Sanity Checks
Source: Dev.to
Why sanity checks matter
Weird things happen in production. No amount of test coverage, database transactions, or years of experience can guarantee that unexpected issues won’t surface.
Running sanity‑check scripts against your databases can catch these oddities before they become major problems. In my experience, this approach has been reliable for the past two decades.
When to add sanity checks
Any time you introduce business rules that can’t (or aren’t easily) enforced directly by the database, add a basic check that scans for records violating those rules.
Example rule
Rule: When state = 'paid' then paid_at should not be NULL.
-- Find records where the rule is violated
SELECT *
FROM payments
WHERE state = 'paid' AND paid_at IS NULL;
Send the results to your alerting system (e.g., PagerDuty, Slack, email).

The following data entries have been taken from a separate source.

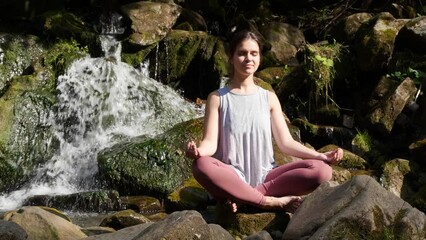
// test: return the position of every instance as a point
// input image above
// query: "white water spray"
(101, 101)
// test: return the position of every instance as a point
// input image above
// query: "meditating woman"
(235, 161)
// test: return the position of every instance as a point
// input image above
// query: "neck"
(242, 85)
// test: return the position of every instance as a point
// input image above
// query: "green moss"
(363, 141)
(135, 59)
(61, 54)
(320, 69)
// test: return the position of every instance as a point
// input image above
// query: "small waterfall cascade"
(101, 101)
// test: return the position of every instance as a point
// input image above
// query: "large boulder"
(178, 225)
(413, 35)
(154, 167)
(357, 209)
(387, 102)
(375, 41)
(285, 40)
(150, 21)
(41, 224)
(11, 231)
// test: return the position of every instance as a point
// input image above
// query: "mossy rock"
(66, 25)
(123, 219)
(418, 200)
(349, 161)
(24, 130)
(150, 166)
(93, 201)
(191, 195)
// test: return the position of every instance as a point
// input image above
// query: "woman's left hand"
(333, 157)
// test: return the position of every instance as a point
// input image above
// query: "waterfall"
(101, 101)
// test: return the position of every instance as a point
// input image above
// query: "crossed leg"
(279, 191)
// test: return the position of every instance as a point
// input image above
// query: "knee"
(321, 172)
(324, 172)
(199, 166)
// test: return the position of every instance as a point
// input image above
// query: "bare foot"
(287, 203)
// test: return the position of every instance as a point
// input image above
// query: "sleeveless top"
(245, 138)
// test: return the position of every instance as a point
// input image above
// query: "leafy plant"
(319, 66)
(416, 75)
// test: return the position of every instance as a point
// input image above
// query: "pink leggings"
(295, 178)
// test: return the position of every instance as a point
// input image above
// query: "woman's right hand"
(192, 150)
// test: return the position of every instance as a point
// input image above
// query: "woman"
(234, 160)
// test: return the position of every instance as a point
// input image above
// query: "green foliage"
(320, 69)
(416, 75)
(363, 141)
(62, 54)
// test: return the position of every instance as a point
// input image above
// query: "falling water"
(101, 101)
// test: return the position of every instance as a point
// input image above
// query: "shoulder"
(273, 100)
(214, 97)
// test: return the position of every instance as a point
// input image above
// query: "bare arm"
(285, 141)
(209, 142)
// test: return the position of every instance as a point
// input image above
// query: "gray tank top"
(245, 138)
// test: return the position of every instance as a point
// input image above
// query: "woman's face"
(246, 58)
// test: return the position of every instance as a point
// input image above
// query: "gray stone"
(11, 231)
(355, 209)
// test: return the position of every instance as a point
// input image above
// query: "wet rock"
(91, 201)
(387, 102)
(248, 220)
(41, 224)
(393, 178)
(413, 35)
(123, 219)
(262, 235)
(11, 231)
(178, 225)
(375, 41)
(285, 40)
(189, 196)
(145, 205)
(151, 21)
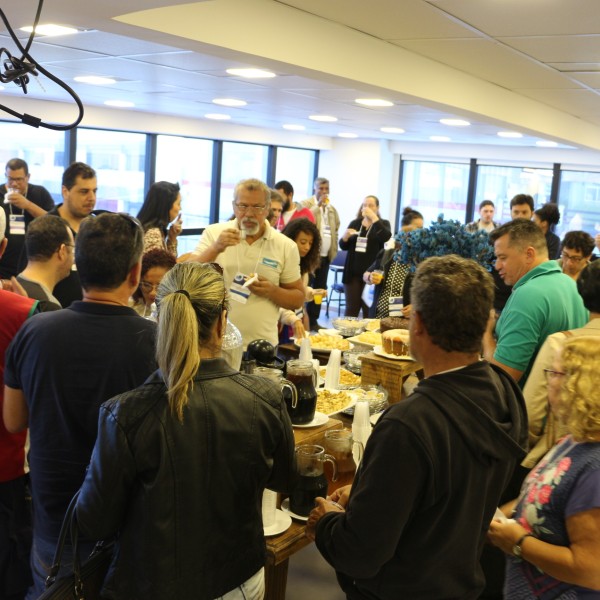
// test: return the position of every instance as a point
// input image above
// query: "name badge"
(16, 224)
(361, 244)
(396, 306)
(238, 292)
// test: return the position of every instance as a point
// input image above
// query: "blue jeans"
(252, 589)
(42, 557)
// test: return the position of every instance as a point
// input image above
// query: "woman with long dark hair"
(180, 463)
(161, 207)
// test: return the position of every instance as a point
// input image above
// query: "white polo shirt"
(273, 256)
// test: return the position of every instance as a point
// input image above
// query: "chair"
(337, 268)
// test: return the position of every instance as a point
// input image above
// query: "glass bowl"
(352, 359)
(349, 326)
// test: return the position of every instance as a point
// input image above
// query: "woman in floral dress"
(553, 543)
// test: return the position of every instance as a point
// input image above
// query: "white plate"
(356, 340)
(381, 352)
(285, 507)
(347, 392)
(297, 342)
(318, 420)
(282, 523)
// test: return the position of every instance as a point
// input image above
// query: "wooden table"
(389, 373)
(281, 547)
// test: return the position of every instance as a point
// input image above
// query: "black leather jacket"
(185, 499)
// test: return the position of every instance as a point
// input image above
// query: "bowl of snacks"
(349, 326)
(352, 359)
(376, 396)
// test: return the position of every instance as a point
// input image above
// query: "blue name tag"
(269, 262)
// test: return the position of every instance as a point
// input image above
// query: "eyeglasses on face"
(147, 287)
(552, 374)
(245, 208)
(574, 259)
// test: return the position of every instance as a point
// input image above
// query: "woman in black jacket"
(365, 237)
(180, 463)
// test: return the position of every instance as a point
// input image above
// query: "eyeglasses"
(244, 208)
(575, 259)
(147, 287)
(551, 374)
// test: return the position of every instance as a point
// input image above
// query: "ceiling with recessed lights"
(389, 69)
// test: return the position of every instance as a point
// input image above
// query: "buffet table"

Common sanity‑check patterns
-
Referential integrity beyond foreign keys
Object X belongs_to Object Y and both should have the same Owner Z. -
Minimum relationship requirements
- All users belong to at least one organization.
- All organizations have at least one user.
-
Special‑case constraints
- Users marked as super admin should only belong to the organization
Foo.
- Users marked as super admin should only belong to the organization
Operational tips
- Frequency – Run checks every few minutes (e.g., every 5 min) for critical constraints, or schedule them as a daily batch for less urgent ones.
- Scope – Limit checks to records created or updated in the past 48 hours to reduce noise.
- Exclusions – Ignore archived records if they’re not relevant to current operations.
- Pre‑deployment run – Execute the checks manually before deploying new code to avoid flooding your alerting system with false positives caused by incomplete or buggy sanity‑check logic.
By incorporating these simple queries into your monitoring pipeline, you can catch data anomalies early and keep production systems healthier.